Leaker of damaging U.S. intelligence files was reportedly administrator of a Discord chat room

Discord Rafael Henrique/SOPA Images/LightRocket via Getty Images

The U.S. is scrambling to contain the damage from the leak of potentially hundreds of classified documents discovered last week on social media sites. The Justice Department is investigating to figure out who leaked the documents and why, and the Pentagon is working with the State Department, White House, and intelligence agencies to determine how damaging the leak is, try and assuage angry allies, and figure out how to prevent future breaches.

At this point, "we don't know who is behind this; we don't know what the motive is," National Security Council spokesman John Kirby said Monday. "We don't know what else might be out there."

Users of the social media site Discord say an administrator of a closed group chat room, or server, called "Thug Shaker Central" posted hundreds of classified documents during arguments over Russia's Ukraine invasion.
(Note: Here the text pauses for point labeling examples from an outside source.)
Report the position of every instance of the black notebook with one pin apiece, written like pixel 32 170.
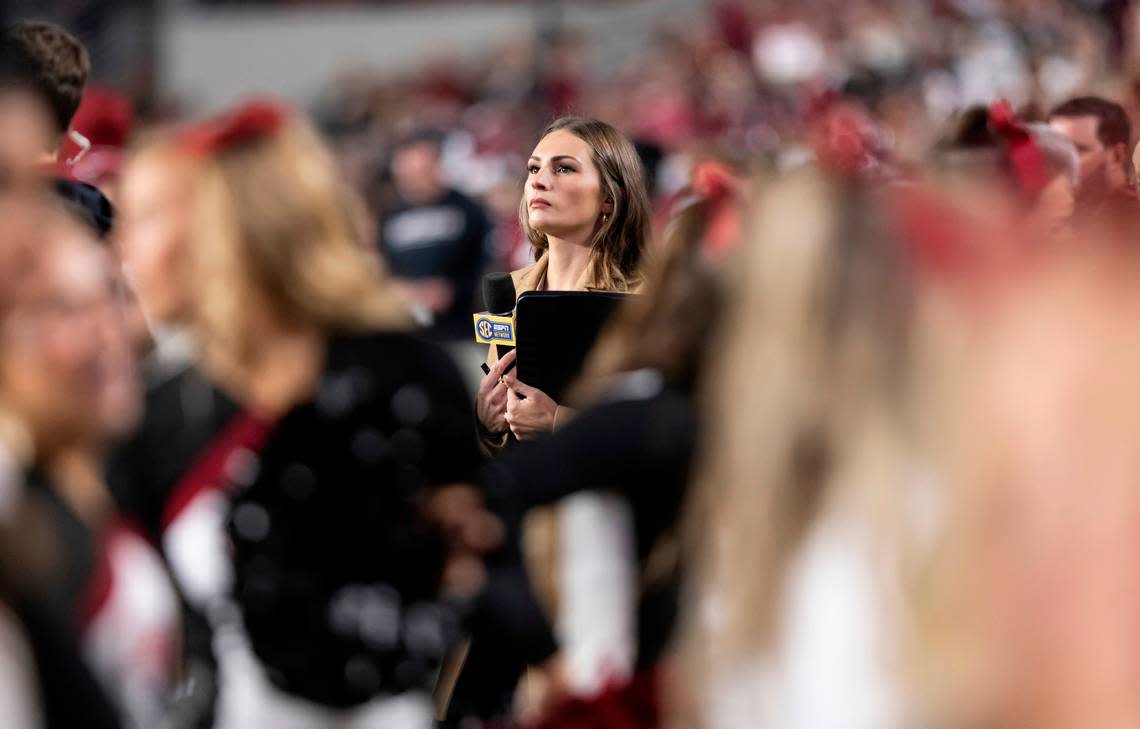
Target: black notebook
pixel 554 331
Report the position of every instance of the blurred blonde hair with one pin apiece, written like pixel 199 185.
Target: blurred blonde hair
pixel 806 405
pixel 275 226
pixel 667 326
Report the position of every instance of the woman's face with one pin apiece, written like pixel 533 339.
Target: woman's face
pixel 154 220
pixel 66 369
pixel 563 192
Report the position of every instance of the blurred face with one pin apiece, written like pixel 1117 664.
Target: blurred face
pixel 1100 167
pixel 26 132
pixel 415 170
pixel 66 370
pixel 154 225
pixel 563 192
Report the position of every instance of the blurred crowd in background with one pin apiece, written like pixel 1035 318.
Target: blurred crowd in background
pixel 861 452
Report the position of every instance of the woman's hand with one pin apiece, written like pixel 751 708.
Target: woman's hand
pixel 490 404
pixel 529 411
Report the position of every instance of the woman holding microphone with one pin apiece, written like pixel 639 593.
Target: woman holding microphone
pixel 586 213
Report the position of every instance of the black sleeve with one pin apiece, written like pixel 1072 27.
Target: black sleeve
pixel 628 447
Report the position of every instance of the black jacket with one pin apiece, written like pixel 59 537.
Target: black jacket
pixel 336 574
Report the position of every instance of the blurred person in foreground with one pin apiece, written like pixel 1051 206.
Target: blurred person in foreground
pixel 344 484
pixel 1102 135
pixel 434 239
pixel 56 71
pixel 1029 610
pixel 184 411
pixel 806 469
pixel 63 396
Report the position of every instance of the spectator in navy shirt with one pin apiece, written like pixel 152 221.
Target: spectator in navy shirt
pixel 433 239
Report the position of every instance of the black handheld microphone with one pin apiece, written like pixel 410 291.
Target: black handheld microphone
pixel 496 325
pixel 498 293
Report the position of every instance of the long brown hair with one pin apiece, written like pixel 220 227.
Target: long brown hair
pixel 621 237
pixel 805 398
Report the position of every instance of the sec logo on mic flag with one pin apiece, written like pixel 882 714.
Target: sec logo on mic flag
pixel 494 330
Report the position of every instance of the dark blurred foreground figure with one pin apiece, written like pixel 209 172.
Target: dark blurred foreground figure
pixel 62 394
pixel 433 239
pixel 344 484
pixel 50 70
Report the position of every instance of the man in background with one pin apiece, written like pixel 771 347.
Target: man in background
pixel 1102 136
pixel 433 239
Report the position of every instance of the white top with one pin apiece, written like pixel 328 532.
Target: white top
pixel 831 669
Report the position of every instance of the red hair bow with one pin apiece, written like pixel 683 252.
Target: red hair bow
pixel 244 123
pixel 718 185
pixel 1025 158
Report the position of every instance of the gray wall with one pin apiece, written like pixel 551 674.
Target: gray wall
pixel 210 57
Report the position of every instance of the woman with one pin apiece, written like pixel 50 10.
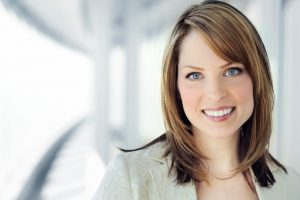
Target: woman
pixel 217 99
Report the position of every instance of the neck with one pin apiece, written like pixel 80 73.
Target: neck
pixel 221 153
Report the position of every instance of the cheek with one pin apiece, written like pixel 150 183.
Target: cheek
pixel 189 96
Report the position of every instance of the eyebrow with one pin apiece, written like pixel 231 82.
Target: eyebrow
pixel 202 69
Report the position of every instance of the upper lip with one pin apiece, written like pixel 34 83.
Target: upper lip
pixel 218 108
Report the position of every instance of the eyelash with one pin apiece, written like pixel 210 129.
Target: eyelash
pixel 239 71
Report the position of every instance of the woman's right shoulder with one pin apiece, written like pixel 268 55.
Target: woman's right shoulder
pixel 131 168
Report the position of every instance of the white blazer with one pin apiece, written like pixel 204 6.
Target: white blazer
pixel 143 175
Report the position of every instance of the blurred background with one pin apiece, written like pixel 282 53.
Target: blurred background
pixel 80 77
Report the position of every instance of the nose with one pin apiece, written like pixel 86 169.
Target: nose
pixel 215 90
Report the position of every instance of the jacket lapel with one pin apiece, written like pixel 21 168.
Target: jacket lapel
pixel 164 183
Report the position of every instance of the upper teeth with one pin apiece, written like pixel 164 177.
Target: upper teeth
pixel 218 113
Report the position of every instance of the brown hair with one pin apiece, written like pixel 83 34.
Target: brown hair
pixel 234 38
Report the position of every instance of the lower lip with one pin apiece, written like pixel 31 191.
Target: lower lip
pixel 219 119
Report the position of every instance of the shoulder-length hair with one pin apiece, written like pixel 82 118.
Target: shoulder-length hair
pixel 234 38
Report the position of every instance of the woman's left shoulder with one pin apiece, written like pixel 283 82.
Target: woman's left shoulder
pixel 286 184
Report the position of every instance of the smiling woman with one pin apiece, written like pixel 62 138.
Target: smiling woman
pixel 217 99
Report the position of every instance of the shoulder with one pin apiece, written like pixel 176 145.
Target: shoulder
pixel 128 175
pixel 285 187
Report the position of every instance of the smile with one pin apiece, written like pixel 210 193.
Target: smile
pixel 220 114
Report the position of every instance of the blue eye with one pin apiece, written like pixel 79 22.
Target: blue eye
pixel 232 72
pixel 194 76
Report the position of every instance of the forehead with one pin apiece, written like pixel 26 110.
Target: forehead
pixel 195 51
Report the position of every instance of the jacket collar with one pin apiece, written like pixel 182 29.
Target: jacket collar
pixel 165 183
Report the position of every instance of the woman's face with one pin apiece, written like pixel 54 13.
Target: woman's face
pixel 217 96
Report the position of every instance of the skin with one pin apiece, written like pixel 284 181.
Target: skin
pixel 208 83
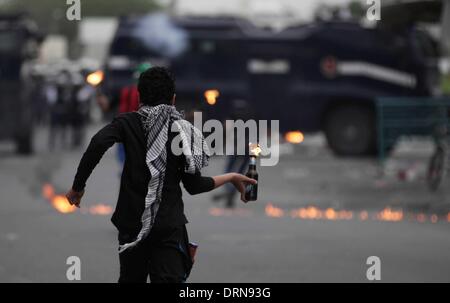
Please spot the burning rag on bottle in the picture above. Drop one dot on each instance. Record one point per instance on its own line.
(156, 121)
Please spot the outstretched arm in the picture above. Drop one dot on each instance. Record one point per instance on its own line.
(196, 183)
(239, 181)
(99, 144)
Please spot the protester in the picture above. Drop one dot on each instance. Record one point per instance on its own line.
(149, 215)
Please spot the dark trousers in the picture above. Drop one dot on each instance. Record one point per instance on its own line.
(163, 256)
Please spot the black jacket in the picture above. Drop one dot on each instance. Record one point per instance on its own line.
(127, 129)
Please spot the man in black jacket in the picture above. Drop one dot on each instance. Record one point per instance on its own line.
(164, 253)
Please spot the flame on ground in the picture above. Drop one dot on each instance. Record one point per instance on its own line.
(294, 137)
(62, 205)
(388, 214)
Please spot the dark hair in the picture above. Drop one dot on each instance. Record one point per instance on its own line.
(156, 86)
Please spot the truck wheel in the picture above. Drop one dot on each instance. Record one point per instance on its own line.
(350, 131)
(24, 145)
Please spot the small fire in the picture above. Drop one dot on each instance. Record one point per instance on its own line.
(364, 215)
(273, 211)
(95, 78)
(313, 213)
(388, 214)
(61, 204)
(294, 137)
(434, 218)
(58, 202)
(211, 96)
(48, 192)
(255, 149)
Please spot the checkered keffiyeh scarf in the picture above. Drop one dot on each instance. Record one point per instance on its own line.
(156, 121)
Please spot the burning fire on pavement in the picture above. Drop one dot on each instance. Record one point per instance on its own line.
(60, 203)
(387, 214)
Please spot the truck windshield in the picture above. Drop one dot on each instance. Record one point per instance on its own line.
(9, 42)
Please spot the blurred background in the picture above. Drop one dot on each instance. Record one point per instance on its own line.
(363, 107)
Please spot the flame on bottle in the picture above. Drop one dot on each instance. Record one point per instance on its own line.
(211, 96)
(255, 149)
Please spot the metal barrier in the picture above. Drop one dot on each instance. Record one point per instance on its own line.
(415, 116)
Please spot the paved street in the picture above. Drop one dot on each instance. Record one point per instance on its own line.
(318, 219)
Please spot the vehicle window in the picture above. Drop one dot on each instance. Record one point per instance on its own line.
(9, 42)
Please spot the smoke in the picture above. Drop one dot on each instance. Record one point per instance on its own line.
(160, 34)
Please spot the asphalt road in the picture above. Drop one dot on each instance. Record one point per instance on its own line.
(318, 219)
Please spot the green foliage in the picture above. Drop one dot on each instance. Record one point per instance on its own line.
(50, 15)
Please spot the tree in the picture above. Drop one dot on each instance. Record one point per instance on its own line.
(50, 15)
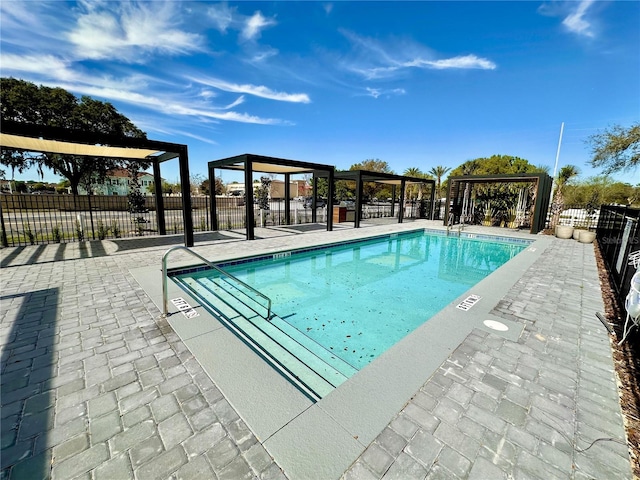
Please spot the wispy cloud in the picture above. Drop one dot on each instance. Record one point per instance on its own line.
(578, 17)
(221, 16)
(576, 21)
(376, 60)
(377, 92)
(169, 106)
(250, 27)
(256, 90)
(255, 24)
(20, 64)
(130, 31)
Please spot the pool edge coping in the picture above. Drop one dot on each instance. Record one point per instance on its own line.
(334, 437)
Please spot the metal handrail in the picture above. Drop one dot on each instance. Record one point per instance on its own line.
(218, 269)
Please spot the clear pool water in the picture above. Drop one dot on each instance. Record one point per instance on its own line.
(356, 300)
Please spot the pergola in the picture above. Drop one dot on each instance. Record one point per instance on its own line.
(37, 138)
(362, 176)
(251, 163)
(542, 181)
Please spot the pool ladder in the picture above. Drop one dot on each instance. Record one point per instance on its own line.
(460, 228)
(211, 265)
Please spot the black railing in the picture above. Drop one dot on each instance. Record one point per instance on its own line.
(36, 219)
(618, 237)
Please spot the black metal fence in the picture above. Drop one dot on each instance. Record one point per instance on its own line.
(28, 219)
(37, 219)
(618, 237)
(577, 216)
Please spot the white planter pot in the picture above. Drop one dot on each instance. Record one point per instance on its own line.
(587, 237)
(564, 231)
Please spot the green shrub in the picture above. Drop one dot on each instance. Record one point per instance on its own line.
(30, 234)
(57, 233)
(115, 229)
(102, 230)
(79, 231)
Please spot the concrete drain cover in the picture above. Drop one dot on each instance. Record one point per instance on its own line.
(493, 325)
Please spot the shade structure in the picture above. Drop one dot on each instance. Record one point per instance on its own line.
(251, 163)
(362, 176)
(63, 141)
(542, 181)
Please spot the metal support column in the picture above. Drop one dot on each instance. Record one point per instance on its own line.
(213, 214)
(330, 189)
(401, 210)
(157, 184)
(186, 197)
(393, 200)
(359, 193)
(248, 197)
(314, 199)
(287, 199)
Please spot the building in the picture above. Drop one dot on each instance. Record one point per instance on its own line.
(117, 183)
(297, 188)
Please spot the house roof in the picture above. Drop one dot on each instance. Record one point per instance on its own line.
(39, 138)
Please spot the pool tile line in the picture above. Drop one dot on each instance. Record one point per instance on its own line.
(123, 383)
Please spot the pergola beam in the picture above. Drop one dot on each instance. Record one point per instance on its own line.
(59, 140)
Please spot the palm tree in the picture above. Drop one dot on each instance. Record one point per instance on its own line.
(439, 172)
(416, 173)
(557, 205)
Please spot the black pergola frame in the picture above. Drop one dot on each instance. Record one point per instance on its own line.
(543, 193)
(80, 137)
(361, 176)
(251, 163)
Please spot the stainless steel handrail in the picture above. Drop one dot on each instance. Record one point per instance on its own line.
(218, 269)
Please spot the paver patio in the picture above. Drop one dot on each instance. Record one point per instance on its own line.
(96, 385)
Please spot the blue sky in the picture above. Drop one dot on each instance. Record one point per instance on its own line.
(416, 84)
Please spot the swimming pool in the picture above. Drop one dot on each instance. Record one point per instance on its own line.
(337, 307)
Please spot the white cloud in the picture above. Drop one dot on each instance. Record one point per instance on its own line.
(54, 66)
(255, 24)
(373, 92)
(466, 61)
(376, 60)
(376, 92)
(256, 90)
(221, 15)
(576, 22)
(577, 16)
(129, 31)
(168, 106)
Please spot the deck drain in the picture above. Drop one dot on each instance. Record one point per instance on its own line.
(468, 302)
(493, 325)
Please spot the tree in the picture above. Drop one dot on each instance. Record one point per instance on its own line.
(369, 189)
(439, 172)
(24, 102)
(372, 165)
(219, 188)
(410, 189)
(617, 149)
(557, 205)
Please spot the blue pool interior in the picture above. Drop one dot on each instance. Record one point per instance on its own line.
(337, 307)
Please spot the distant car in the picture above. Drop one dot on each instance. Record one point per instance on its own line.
(320, 203)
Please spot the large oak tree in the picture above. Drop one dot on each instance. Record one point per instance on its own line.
(617, 149)
(22, 101)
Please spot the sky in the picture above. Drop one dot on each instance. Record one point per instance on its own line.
(415, 84)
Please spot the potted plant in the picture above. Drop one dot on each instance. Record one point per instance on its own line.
(564, 231)
(587, 236)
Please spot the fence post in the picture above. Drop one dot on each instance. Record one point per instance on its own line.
(5, 243)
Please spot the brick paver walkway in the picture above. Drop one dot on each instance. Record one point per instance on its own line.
(95, 385)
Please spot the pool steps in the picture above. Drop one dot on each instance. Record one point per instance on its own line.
(318, 369)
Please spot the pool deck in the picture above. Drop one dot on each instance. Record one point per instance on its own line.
(95, 384)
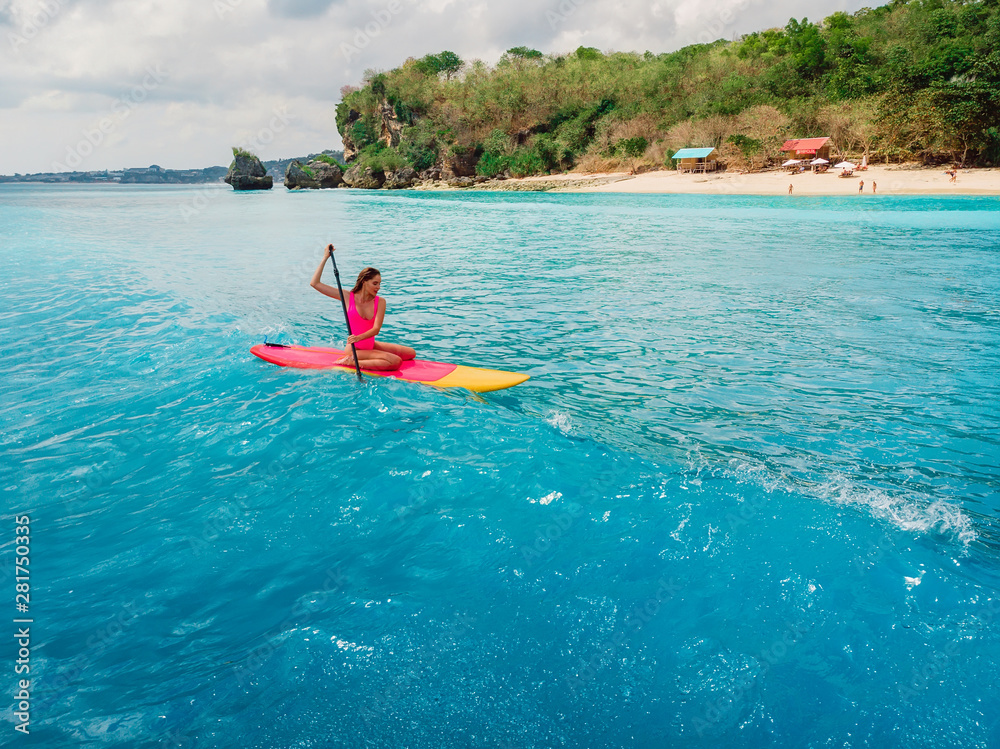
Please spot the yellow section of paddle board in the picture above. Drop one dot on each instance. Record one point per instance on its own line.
(479, 380)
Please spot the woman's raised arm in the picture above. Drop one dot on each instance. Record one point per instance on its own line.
(316, 283)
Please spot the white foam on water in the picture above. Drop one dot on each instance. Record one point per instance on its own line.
(908, 513)
(560, 421)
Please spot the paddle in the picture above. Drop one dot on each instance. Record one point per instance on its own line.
(347, 321)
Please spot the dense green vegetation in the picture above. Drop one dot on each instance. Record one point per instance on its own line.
(914, 79)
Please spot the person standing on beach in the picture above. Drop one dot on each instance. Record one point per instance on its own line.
(363, 300)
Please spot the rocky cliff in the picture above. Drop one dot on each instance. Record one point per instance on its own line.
(247, 172)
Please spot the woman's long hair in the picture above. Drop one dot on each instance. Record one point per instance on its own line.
(363, 277)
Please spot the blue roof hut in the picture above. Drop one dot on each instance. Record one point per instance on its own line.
(697, 160)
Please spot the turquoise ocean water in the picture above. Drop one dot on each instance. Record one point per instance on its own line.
(749, 498)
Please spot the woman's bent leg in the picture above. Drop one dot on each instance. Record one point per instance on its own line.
(403, 352)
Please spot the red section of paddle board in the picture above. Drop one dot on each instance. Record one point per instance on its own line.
(302, 357)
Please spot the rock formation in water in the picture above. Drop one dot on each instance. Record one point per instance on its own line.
(403, 177)
(247, 172)
(364, 177)
(314, 175)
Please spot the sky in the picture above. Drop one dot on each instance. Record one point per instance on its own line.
(111, 84)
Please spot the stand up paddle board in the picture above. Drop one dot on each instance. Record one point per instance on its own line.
(437, 374)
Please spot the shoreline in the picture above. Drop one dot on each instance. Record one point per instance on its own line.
(890, 180)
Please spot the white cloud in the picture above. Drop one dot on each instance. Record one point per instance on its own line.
(226, 65)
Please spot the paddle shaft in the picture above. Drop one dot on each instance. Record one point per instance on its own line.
(347, 320)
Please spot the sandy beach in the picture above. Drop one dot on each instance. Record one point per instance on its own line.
(890, 180)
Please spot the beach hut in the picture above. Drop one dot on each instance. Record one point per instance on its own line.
(697, 160)
(807, 149)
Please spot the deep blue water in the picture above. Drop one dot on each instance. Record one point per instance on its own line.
(749, 498)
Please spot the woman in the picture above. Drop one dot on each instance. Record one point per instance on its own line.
(365, 313)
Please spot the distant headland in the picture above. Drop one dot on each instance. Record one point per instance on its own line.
(157, 175)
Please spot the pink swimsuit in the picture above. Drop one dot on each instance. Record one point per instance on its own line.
(361, 324)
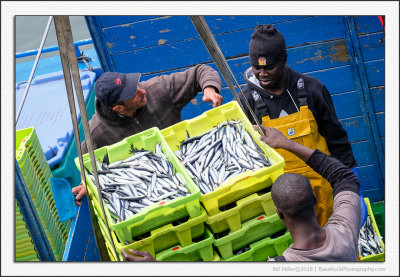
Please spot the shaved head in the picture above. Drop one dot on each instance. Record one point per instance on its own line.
(293, 195)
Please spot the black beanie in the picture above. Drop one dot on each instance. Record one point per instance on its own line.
(267, 46)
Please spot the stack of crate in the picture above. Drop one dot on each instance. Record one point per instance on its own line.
(240, 214)
(166, 229)
(37, 174)
(24, 247)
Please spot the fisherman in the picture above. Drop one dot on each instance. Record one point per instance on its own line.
(124, 106)
(294, 202)
(299, 106)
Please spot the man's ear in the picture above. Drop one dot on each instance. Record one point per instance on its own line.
(118, 108)
(279, 212)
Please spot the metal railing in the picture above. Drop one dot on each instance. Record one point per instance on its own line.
(53, 48)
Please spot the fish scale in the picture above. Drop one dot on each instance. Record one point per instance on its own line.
(140, 180)
(368, 242)
(220, 150)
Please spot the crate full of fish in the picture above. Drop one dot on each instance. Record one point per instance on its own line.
(251, 231)
(370, 243)
(234, 214)
(223, 154)
(142, 183)
(263, 249)
(200, 250)
(182, 232)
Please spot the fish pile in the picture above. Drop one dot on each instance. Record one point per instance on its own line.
(220, 154)
(369, 243)
(145, 178)
(241, 250)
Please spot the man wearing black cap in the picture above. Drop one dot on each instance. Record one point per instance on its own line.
(124, 106)
(300, 107)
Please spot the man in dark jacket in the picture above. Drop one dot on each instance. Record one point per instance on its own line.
(299, 106)
(124, 106)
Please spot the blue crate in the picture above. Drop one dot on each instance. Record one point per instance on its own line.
(66, 168)
(46, 108)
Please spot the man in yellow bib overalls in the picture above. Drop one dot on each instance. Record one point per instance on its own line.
(300, 107)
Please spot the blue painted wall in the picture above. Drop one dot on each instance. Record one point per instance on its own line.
(321, 46)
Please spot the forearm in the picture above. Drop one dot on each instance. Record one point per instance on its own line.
(338, 175)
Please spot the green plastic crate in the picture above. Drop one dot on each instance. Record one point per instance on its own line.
(246, 208)
(30, 258)
(262, 249)
(251, 231)
(66, 168)
(380, 256)
(154, 215)
(37, 174)
(198, 251)
(162, 237)
(241, 185)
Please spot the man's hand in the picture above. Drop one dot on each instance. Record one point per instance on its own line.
(80, 192)
(142, 256)
(211, 95)
(273, 137)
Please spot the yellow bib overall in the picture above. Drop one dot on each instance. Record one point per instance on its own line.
(302, 128)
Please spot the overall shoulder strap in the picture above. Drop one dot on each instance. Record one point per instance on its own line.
(302, 94)
(280, 259)
(260, 105)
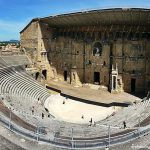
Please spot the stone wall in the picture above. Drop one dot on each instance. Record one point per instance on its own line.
(67, 58)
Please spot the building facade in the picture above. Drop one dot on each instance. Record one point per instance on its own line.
(108, 47)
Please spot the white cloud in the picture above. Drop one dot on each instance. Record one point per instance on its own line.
(10, 29)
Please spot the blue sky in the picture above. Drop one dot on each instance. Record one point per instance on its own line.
(15, 14)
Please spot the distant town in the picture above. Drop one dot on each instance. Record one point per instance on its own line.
(9, 47)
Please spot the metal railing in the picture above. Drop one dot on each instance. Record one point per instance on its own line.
(71, 143)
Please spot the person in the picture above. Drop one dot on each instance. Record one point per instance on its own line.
(124, 124)
(42, 115)
(91, 121)
(32, 110)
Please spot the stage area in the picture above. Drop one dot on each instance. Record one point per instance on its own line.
(93, 96)
(76, 112)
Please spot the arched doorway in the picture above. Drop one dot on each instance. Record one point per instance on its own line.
(97, 49)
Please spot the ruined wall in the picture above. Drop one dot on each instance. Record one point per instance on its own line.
(29, 41)
(61, 54)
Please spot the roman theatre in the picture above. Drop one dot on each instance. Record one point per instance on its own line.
(80, 80)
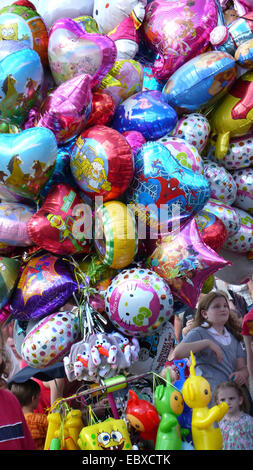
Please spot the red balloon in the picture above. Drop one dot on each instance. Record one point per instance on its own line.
(63, 224)
(102, 109)
(102, 163)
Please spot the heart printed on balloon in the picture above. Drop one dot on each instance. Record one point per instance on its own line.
(185, 261)
(146, 112)
(57, 226)
(21, 75)
(73, 51)
(27, 160)
(162, 190)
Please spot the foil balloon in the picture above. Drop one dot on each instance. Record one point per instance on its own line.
(146, 112)
(212, 229)
(163, 189)
(177, 31)
(222, 185)
(50, 339)
(13, 223)
(226, 213)
(102, 109)
(195, 129)
(239, 272)
(185, 262)
(244, 181)
(138, 302)
(242, 240)
(239, 153)
(124, 79)
(233, 116)
(66, 109)
(184, 152)
(108, 15)
(21, 75)
(9, 271)
(83, 53)
(116, 239)
(46, 283)
(201, 81)
(135, 140)
(102, 162)
(22, 23)
(57, 225)
(25, 165)
(53, 11)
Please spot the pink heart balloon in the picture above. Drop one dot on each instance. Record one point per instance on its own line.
(73, 51)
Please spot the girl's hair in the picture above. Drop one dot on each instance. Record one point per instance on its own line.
(245, 406)
(232, 325)
(5, 364)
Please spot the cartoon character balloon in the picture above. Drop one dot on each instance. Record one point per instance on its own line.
(177, 31)
(138, 302)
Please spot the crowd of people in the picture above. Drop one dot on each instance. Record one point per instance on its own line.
(219, 332)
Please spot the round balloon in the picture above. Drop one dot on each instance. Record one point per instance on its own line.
(184, 152)
(195, 129)
(50, 339)
(102, 162)
(177, 31)
(146, 112)
(83, 53)
(13, 223)
(22, 23)
(222, 185)
(25, 167)
(56, 226)
(244, 182)
(138, 302)
(45, 284)
(201, 81)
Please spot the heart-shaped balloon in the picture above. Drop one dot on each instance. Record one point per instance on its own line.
(222, 184)
(244, 181)
(22, 23)
(45, 285)
(185, 261)
(162, 189)
(66, 109)
(124, 79)
(177, 31)
(56, 226)
(13, 223)
(146, 112)
(73, 51)
(184, 152)
(21, 75)
(102, 162)
(26, 162)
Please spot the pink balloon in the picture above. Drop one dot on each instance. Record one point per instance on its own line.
(66, 109)
(178, 32)
(185, 262)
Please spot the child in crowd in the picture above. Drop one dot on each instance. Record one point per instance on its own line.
(28, 395)
(216, 342)
(237, 425)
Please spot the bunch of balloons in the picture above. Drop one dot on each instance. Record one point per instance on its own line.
(126, 178)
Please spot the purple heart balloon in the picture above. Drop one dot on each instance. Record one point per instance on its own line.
(73, 51)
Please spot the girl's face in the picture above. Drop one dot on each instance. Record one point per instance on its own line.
(218, 312)
(232, 398)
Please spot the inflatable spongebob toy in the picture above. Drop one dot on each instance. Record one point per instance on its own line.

Most of the documents that have emerged are from February and March, but the open-source investigators at Bellingcat said they saw evidence of documents from January. Bellingcat traced a handful of leaked documents from Thug Shaker Central to two larger Discord servers in early March, then 4Chan, and finally, on April 5, pro-Russia Telegram channels. Defense Secretary Lloyd Austin was briefed on the leak April 6.

Bellingcat spoke with three members of the Thug Shaker Central server, which was deleted April 7, and they described it as a tight-knit community of about 20 active users who shared an interest in video games, music, and Orthodox Christianity. The server "was not especially geopolitical in nature, although its users had a staunchly conservative stance on several issues," Bellingcat recounted. "Racial slurs and racist memes were shared widely."

The Discord users all refused to identify the person who posted the classified files, and one user told The Associated Press he kept copies of "way past hundreds" of the documents posted by "O.G." He said Americans deserve to see the files, and "on the off chance that the O.G. gets arrested, I'm leaking them all." Discord said it is cooperating with law enforcement investigating the leak.

"A surprisingly large number of people potentially had access to the Pentagon intelligence documents," The New York Times reports, "but clues left online may help investigators narrow down the pool of possible suspects relatively quickly." Notably, the Times says, "the intelligence materials appear to have been first photographed and then uploaded online, a kind of sloppy procedure" that could yield promising digital fingerprints.